Les effarants piétinements de la France dans tout projet de réforme devraient inciter à plus de modestie ceux qui prétendent inoculer à l'Europe le constitutionnalisme français. Nos institutions fonctionnent mal alors que dans le monde plusieurs démocraties, qui gouvernent avec plus ou moins de bonheur, pourraient nous servir d'exemple, à condition de les examiner honnêtement. Il ne nous semble donc pas inactuel de les revisiter.

Tout en étant la plus puissante démocratie du monde, les États-Unis ne sont ni la plus grande ni la plus ancienne. L’immense Union indienne a, jusqu’ici, assez peu d’émules en France.

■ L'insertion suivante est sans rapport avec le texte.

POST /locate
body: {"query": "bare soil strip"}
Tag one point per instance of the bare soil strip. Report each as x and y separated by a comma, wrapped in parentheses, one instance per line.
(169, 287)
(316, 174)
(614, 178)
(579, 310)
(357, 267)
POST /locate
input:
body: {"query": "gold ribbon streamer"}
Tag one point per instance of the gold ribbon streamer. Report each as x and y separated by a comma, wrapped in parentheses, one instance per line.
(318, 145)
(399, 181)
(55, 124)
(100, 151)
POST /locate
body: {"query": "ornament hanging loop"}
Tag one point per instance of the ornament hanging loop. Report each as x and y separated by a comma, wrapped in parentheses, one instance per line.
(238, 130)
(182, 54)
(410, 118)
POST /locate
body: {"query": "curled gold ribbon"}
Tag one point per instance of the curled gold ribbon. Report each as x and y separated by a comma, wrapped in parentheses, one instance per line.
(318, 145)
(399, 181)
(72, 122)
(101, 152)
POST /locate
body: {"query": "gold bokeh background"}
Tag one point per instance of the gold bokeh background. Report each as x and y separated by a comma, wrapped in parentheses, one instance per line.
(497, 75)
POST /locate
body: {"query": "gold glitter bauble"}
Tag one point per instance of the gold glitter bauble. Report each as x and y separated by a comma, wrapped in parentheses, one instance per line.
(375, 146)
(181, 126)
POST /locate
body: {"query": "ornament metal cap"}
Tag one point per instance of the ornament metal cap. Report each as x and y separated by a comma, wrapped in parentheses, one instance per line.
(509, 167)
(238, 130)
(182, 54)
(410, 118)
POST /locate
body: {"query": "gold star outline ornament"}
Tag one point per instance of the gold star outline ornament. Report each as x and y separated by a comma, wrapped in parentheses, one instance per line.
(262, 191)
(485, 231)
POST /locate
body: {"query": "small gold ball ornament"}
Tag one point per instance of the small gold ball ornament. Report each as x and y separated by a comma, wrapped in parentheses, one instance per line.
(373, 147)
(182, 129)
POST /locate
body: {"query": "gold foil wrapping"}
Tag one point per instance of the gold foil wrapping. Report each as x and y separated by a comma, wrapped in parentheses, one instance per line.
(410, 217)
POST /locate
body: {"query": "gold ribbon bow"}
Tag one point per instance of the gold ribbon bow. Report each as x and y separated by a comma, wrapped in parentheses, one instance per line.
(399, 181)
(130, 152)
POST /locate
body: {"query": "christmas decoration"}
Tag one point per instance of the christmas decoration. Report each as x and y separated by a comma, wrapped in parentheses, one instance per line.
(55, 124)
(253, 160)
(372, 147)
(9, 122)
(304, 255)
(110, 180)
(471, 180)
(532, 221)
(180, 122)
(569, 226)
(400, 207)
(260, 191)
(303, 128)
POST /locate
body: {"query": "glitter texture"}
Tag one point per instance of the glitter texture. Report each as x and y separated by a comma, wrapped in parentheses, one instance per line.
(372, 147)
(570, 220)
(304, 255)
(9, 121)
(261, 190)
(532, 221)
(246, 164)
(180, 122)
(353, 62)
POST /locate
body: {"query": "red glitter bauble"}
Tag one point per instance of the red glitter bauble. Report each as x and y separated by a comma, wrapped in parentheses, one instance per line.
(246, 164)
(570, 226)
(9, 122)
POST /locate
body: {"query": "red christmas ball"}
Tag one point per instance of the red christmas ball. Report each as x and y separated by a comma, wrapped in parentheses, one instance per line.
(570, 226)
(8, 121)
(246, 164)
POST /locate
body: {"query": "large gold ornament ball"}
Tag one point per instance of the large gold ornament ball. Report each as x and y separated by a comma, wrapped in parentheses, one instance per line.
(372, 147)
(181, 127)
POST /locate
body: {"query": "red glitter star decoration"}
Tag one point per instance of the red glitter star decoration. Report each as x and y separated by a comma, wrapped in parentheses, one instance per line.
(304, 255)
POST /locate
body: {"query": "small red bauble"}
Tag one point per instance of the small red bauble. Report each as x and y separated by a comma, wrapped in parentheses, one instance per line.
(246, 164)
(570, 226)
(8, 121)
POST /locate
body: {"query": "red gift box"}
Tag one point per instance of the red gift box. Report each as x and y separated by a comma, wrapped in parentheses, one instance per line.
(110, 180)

Quant au parlementarisme britannique, dont les racines remontent pourtant au XIII siècle, après avoir séduit nos orléanistes et une partie de nos radicaux d’autrefois, on ne cherche plus du tout à en faire une référence.

En effet, les constituants de 1958 d’abord, et par la suite, bien plus encore, praticiens de la V république, avaient en vue la république présidentielle américaine. Ils l’ont prise pour standard sans l’avouer, et plus grave encore, sans l’assumer.

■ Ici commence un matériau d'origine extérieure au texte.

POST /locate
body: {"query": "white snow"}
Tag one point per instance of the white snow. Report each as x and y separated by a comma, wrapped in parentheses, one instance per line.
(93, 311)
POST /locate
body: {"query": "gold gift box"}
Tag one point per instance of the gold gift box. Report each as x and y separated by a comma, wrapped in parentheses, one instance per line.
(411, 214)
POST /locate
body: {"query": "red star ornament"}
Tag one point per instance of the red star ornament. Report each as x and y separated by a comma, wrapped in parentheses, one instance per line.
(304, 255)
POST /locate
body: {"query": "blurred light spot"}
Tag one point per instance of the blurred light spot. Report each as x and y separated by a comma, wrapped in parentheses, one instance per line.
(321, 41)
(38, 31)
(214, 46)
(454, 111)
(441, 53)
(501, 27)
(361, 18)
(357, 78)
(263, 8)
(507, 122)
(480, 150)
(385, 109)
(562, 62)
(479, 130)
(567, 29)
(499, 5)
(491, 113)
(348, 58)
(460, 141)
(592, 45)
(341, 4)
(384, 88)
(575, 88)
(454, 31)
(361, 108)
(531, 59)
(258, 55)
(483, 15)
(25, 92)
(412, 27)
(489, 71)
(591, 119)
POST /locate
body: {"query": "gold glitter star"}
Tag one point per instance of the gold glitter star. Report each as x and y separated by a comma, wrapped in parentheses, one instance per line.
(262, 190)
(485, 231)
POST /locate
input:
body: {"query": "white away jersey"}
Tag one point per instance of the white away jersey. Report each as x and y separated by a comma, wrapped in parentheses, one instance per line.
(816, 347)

Car, ce modèle présidentiel états-unien, pour pouvoir être importé en France, aurait supposé que notre pays adoptât autre chose que la seule élection plébiscitaire du chef de l’État, grande idée du général De Gaulle, dès son fameux discours de Bayeux. Ce mode désignation, introduit dans la pratique par la révision de l’article 7 en 1962, a été normalisé enfin par la réforme mal comprise du quinquennat.

L’élection du président n’est cependant qu’un aspect du système américain, lequel repose :

1° Sur le caractère puissamment fédéral des États-Unis, alors que la France demeure engluée dans la culture jacobine ;

2° Sur un civisme, sans lequel la séparation des pouvoirs est strictement invivable : le présidentialisme à la française signifie seulement l’abaissement du Parlement ;

3° Sur une domination et une alternance des deux partis, eux-mêmes de fonctionnement interne à la fois civique, fédéraliste et démocratique (1).

Sans ces trois réalités, le pouvoir présidentiel français s’apparente beaucoup plus au régime mexicain, et à la famille des pays d’Amérique du Sud qui, eux aussi, ont vaguement copié les institutions nord-américaines sans en respecter les fondements éthiques, fédéralistes et civiques. Depuis le XIX siècle, les gouvernements latino-américains présidentialistes oscillaient entre le chaos et la dictature. De nos jours, ils installent dans l’anarchie plus ou moins bon enfant (2) et la démagogie destructrice.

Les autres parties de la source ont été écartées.